Clôture : les règles à respecter

Le fait de mettre en place une clôture séparative est un moyen de délimiter son propre domaine, les limites et contours d’un espace ou d’une voie de  passage.

C’est d’ailleurs un droit stipulé par le code civil. Toutefois, des règles de hauteur et de distance pour une clôture doivent être observées surtout lorsqu’on opte pour des haies et plantations en tant que clôture. Il est fortement conseillé d’utiliser les services d’un professionnel pour poser votre clôture

La clôture et le voisinage

Si votre propriété jouxte celle du ou des voisins, le seul fait de mettre en place une clôture séparative peut vous éviter des désagréments divers d’ordre relationnel. En effet, une clôture mitoyenne peut vous protéger contre les regards indiscrets et assurer l’intimité de votre jardin ou cour. De même, vous ne risquez pas déranger ni de perturber vos voisins de par vos mouvements et déplacements fréquents. Toutefois, la hauteur de clôture autorisée, et surtout pour une clôture mitoyenne, est dictée par des règles de hauteur et de distance pour une clôture, dont la première est de s’assurer que cette structure n’empiète pas à outrance sur la propriété du voisin et que ce soit convenu entre les deux propriétaires afin de ne pas être taxé d’abus de droit. La clôture végétale, entre autres, est particulièrement concernée par cette règle, dans la mesure où les plantes peuvent gêner les voisins.

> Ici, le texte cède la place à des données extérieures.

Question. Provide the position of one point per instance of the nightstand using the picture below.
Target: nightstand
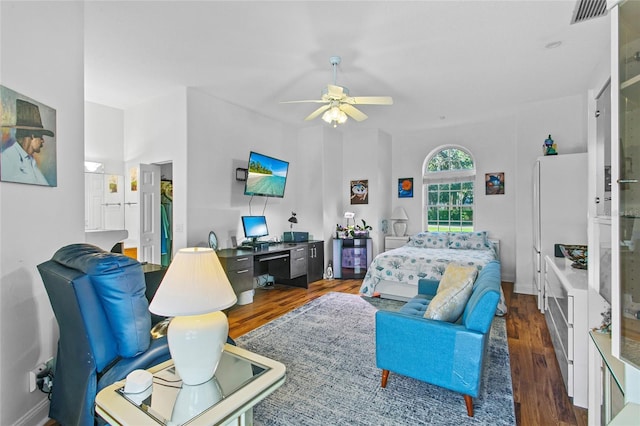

C’est pourquoi la pose d’une clôture par un paysagiste est toujours recommandée surtout lorsqu’il s’agit de mettre en place une clôture séparative. Les végétaux doivent être taillés ou élagués de manière régulière afin de ne pas gêner les voisins lorsque des branches ou des feuilles surplombent leur propriété. La règle, conventionnelle, dicte ainsi que les deux propriétaires fassent la taille et l’élagage chacun de son côté aux moments opportuns.

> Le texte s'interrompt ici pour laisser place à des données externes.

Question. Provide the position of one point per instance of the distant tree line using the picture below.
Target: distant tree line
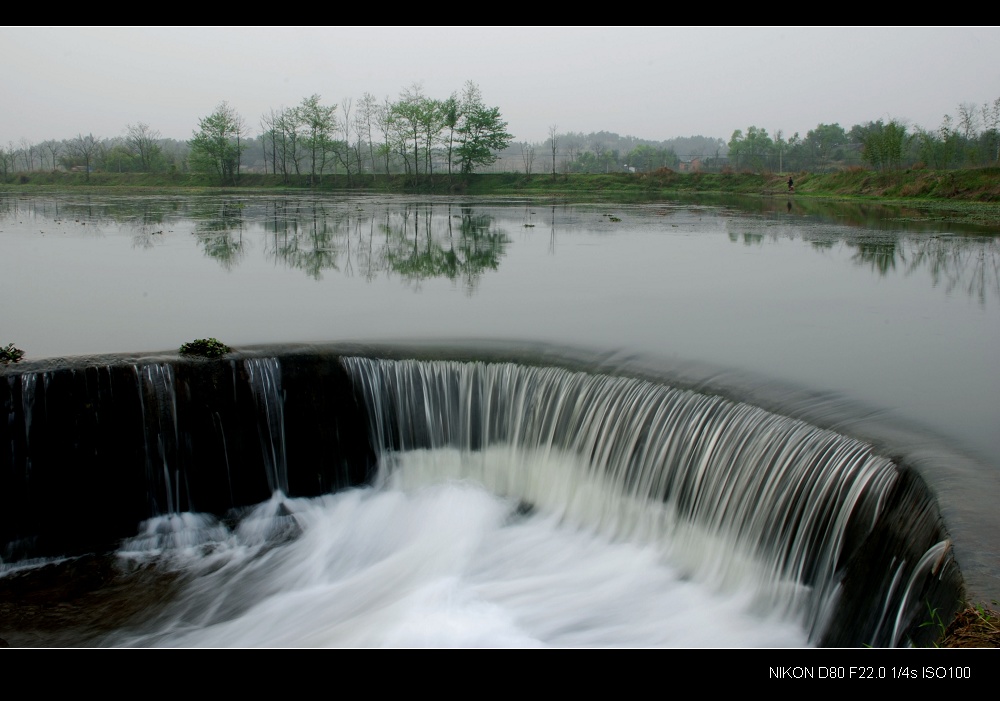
(971, 140)
(419, 136)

Autres règles de hauteur et de distance pour une clôture

Outre la clôture végétale, les autres choix des matériaux d’une clôture pour une clôture mitoyenne sont également régis par des autorisations nécessaires à la mise en place d’une clôture. Il en est ainsi des murs en béton, ou en pierre, en grillage, en barbelés, en bois, des grilles ou des herses, ainsi que des ouvrages à claire voie, entre autres. Avant 1986 en effet, il fallait, pour les particuliers, demander un permis de construire auprès de la mairie ou de la préfecture pour ce faire. Mais plus tard, une déclaration de travaux auprès de la municipalité suffit. Quoi qu’il en soit, certaines villes adoptent des hauteurs uniformes et communes aux murs d’enceinte ou de clôture des habitations. Pour un mur en dur d’une clôture mitoyenne par exemple, la hauteur ne doit pas dépasser les 80cm, le grillage sera haute de 1,20 m au maximum, tandis que la hauteur d’une clôture végétale n’excédera pas 1,50 m. Il en de même des distances à respecter entre 2 terrains et lesquelles doivent être convenues entre les deux propriétaires.

Le bon choix des matériaux d’une clôture

Afin d’éviter les contraintes de se conformer à des règles rigoureuses, il est conseillé de demander conseils soit à la mairie, soit auprès d’un spécialiste qualifié. Il faut toujours considérer les règles d’urbanisme et architecturale de votre ville, ainsi que la quiétude de vos voisins avant d’ériger ou de mettre en place une clôture séparative. Si la clôture et le voisinage sont deux concepts indissociables, il importe alors de respecter quelques obligations et limites dans l’utilisation des matériaux, surtout s’il s’agit de matériaux lourds destinés à édifier des ouvrages massifs et imposants, tels qu’en béton, en pierre naturelle, ou encore les ouvrages en hauteur tels que les grillages, les herses.